The Poplist with Departures

The Poplist

By Tim Sendra

Oct. 12, 2012

Winnipeg's Departures make music that reflects the terrain where they live (cold, windswept) and speaks of long hours spent locked up honing their sound until it emerged pure and diamond sharp. Their first album, Still and Moving Lines, is out this week and it's as fine an amalgamation of gloomy, intense U.K. post-punk and knotted, intense 1990's North American indie rock as you're likely to hear anytime soon. It's an album that is suffocating and expansive, dark and somehow hopeful, all at once. Certainly worth checking out! We asked the band's Nick Liang what inspired the band and the creation of the album...




This Heat - "SPQR"
Charles Hayward

This Heat made propulsive, minimalist, intellectually engaging music. They did all of that plus while stimulating our darkest sensibilities with both wit and humour. They had a singular worldview that they exactingly exposited with an uncomfortable and claustrophobic sound. Charles Hayward has only grown in his abilities. Alone, in one performance, he translates the intensity that many groups fail to achieve in a lifetime.



Lou Reed - "Heavenly Arms"
Very few artists go for shit broke as often as Lou Reed. We discussed Lulu at length upon its release and concluded that although many stretches are unlistenable, it is far more challenging than the glut of "major" releases that year. Much of Lou Reed's music does not meet its listeners half way, but that is one of its many charms. Often the aural stimuli are the least interesting and sometimes least important aspects of the music. The Blue Mask is an example of Lou Reed focusing his strongest impulses while also singing his ass off.


Slow Dancers
Slow Dancers are probably one of Winnipeg's greatest bands, an example of three people who inject their own personality into each part they play. What we respond to the most when seeing a live performance is the display of a dynamic relationship between musicians, not the performance of a song by rote. Slow Dancers cultivate a unique vocabulary that clearly shows that each musician is integral to the final result. There is zero affect in this enterprise; another example of how the music hardly matters, the manner in which they exposit their ideas and make choices resonates deeply. Sincere as fuck.
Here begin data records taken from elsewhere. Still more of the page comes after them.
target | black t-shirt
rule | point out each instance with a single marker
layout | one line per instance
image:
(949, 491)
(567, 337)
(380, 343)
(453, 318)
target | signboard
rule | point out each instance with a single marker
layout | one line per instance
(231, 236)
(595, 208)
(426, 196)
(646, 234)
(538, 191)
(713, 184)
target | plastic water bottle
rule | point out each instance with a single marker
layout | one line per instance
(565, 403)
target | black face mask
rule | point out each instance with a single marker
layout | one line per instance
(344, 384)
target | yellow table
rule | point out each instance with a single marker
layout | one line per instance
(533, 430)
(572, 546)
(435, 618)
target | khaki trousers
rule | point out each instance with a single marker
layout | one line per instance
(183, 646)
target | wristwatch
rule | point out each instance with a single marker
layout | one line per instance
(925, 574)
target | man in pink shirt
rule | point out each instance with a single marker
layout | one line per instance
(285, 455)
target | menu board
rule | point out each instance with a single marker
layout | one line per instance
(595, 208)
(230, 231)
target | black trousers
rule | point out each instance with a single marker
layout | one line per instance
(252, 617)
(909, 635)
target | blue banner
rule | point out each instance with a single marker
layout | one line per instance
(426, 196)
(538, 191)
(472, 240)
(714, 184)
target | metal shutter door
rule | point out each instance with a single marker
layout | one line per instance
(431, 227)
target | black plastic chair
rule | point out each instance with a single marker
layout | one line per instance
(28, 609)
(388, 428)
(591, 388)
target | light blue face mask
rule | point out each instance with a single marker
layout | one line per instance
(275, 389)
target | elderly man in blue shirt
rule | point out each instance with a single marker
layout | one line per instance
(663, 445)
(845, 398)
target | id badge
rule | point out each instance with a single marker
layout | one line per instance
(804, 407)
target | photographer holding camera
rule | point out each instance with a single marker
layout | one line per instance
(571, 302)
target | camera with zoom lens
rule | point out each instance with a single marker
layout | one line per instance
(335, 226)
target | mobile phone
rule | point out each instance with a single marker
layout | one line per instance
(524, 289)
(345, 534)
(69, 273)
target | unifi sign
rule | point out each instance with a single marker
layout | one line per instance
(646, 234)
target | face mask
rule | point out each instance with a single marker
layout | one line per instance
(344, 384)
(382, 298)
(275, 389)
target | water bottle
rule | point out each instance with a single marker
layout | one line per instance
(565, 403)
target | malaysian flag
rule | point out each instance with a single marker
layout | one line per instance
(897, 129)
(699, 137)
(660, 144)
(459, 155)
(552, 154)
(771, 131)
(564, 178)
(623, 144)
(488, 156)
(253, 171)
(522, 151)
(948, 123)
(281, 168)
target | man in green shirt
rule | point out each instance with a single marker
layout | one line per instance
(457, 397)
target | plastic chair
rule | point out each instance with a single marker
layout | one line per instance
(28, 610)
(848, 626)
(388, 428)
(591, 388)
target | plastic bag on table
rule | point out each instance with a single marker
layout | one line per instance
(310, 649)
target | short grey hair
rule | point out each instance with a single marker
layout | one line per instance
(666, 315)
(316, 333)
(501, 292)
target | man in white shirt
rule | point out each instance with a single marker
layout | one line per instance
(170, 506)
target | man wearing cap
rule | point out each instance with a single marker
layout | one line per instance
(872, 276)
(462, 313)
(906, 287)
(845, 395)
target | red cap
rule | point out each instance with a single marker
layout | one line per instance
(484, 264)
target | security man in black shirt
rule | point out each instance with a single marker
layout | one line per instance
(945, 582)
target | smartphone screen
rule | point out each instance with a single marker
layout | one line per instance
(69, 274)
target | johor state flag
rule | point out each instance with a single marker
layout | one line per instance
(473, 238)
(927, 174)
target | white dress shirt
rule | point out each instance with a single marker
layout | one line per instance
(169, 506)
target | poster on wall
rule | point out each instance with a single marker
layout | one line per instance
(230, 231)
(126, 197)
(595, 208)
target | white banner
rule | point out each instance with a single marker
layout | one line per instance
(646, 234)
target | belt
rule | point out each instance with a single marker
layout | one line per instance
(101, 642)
Alvin Lucier - "I Am Sitting in a Room"
From time to time we find ourselves discussing how a particular strata of music affects us. We tend to agree that there is a spectrum of affect when we engage with a piece of music. This spectrum ranges between intellectual stimulation and emotional stimulation. Intellectual stimulation being a less immediate type of engagement in which the value is generally wrought through thinking about the piece, whereas emotional stimulation is much more immediate and the value is wrought through the function of listening to the piece. For example, the enjoyment of much pop music comes from the act of hearing the actual music as it can conjure feelings of nostalgia, like how it soundtracked your first blow job, or can stimulate your appreciation for catchy melodies. This enjoyment, again, tends only to arrive when actually listening to the piece, for if you were to think about "Just Like Heaven" by The Cure, it would likely leave you cold. The other end of this spectrum, intellectual stimulation, is much more cerebral and less likely to have a resonant emotional quality. Alvin Lucier's I Am Sitting in a Room is a great example of this extreme. This piece is a recording experiment performed by Alvin Lucier in which he states the purpose and function of the experiment, then replays this recording into a room and records the playback. He repeats this process until only the resonant frequencies in his speech are left, highlighting the natural melodic quality within his speech. To enjoy this piece we only need to hear it once, maybe twice. Subsequent enjoyment comes from thinking about the audio-acoustic phenomenon, the physics of the recording, and the intent of Mr. Lucier. In the same way that "Just Like Heaven" by The Cure would leave you cold upon reflection, "I Am Sitting in a Room" is unlikely to be used as an emotional crutch. This comes back to the aforementioned notion that in some music the actual music is not that important. Context, personality and history are all things that enrich music and can be just as important as melody.


The Ex with Brass Unbound
Rob has been fortunate enough to see The Ex play in Germany. His summation is that one could be wholly unfamiliar with the vocabulary that they are using and still be astounded by their performance. Each member injects their own vital personality into every note played. The Ex performs with absolute commitment.